Filipinos do not have to look back as far as Typhoons Ondoy and Yolanda to remind them of catastrophic natural disasters. Fresh on the headlines and social media are scenes of devastation wrought by Typhoon Maring in the north, the country’s 13th tropical cyclone for 2021 and the second this month.
So what does this mean? It doesn’t take a scientist to conclude that our country is strategically in the path of natural disasters. Each year, more than two dozen typhoons batter the country, with each one gaining more force than the previous event. The country also resides in the Pacific Ring of Fire, making earthquakes and volcanic activities regular occurrences.
Year in and year out, the scenes are the same. Flood water reaches the roof of homes and people are evacuated, often ending up in cramped classrooms or gymnasiums. The tragedy is doubled this pandemic as risk of COVID transmission is high with the lack of social distancing. After the aftermath of a typhoon or any natural disaster like what had happened in Taal Volcano in 2020, the scenes are replayed again. Evacuees plead for basic necessities such as food, clothing, and toiletries. The local government is overwhelmed with recovery and reconstruction. Then there is a relief drive from agencies such as the DSWD and from private organizations.

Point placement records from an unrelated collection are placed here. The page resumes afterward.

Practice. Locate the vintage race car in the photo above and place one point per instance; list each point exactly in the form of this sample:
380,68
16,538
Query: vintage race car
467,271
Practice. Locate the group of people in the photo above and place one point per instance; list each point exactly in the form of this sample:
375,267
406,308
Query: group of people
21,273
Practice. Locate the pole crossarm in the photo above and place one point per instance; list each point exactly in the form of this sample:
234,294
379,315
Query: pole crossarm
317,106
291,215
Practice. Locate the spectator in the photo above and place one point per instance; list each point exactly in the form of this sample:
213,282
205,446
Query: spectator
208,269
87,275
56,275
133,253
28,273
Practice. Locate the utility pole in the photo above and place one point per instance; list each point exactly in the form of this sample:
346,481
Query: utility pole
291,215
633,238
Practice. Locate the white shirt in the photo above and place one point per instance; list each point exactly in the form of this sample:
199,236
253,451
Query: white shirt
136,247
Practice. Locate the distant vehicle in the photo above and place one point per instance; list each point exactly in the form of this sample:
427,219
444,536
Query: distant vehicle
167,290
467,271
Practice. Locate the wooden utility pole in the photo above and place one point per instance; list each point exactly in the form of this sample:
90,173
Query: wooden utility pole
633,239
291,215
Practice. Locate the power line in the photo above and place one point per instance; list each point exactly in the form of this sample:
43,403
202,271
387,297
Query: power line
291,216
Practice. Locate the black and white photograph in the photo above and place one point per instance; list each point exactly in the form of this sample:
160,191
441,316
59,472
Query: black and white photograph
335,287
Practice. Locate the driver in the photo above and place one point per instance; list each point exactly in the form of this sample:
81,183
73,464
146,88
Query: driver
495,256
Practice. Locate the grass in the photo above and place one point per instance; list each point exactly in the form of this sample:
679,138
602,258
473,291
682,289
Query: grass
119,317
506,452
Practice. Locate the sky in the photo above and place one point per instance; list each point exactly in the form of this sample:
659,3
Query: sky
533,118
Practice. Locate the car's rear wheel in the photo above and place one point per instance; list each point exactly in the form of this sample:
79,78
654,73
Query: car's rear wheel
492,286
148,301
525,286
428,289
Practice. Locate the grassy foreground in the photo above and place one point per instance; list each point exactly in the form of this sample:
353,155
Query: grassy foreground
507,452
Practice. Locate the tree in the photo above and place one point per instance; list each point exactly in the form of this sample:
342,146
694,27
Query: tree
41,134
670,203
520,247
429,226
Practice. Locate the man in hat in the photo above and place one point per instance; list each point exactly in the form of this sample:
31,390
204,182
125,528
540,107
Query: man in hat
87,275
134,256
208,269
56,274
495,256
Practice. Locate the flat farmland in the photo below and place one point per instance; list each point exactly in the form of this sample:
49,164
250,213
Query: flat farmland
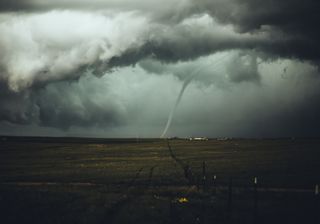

The rationale for a strong and efficient disaster risk management can be traced back after the tragedy of Typhoon Ondoy. From its lessons, the national government instituted an order known as Republic Act 10121, or the “Philippine Disaster Risk Reduction and Management Act of 2010.” This law required local government units to create their own disaster risk reduction offices. Way back, this law had a noble cause as it empowered those at the LGU level to institute plans and implement programs to ensure that even the smallest barangays are equipped and ready when a natural disaster strikes.
Through time, climate change has worsened, exemplified by a once-in-a-century typhoon called Yolanda. The government may be equipped to address typhoons but the sheer magnitude and expansive impact of Yolanda seemingly crippled its relief and response drive, and wreaked havoc on communications and coordination. Yolanda, sad to say, is not the end but just a portent of typhoons to come.
Fast forward to the last State-of-the-Nation address of President Duterte where he expressed his support for a bill establishing a Department of Disaster Resilience (DDR), which he said is akin to “FEMA or the Federal Emergency Management Agency of the United States.” Like FEMA, the DDR is a focused department that will ensure a proactive approach to natural disasters making sure our country is resilient in the face of disasters. As of the moment, that bill has already passed on final reading at the House of Representatives, but is still pending at the Senate. The Senate version, filed by Senator Bong Go, is SB No. 205.
Whether the present Senate would have time to finally pass this bill remains to be seen since the political circus came early to town. But it is in the nation’s interest to be ready at all times, especially as climate change threatens to rear its ugly head.
The pandemic, granted that more vaccinations would happen in the coming months, will likely be downgraded to a health concern. But when it comes to natural disasters, there are no downgrading and only one “vaccine” to conquer them – preparation.
Today, October 13, the United Nations is marking the International Day for Disaster Risk Reduction.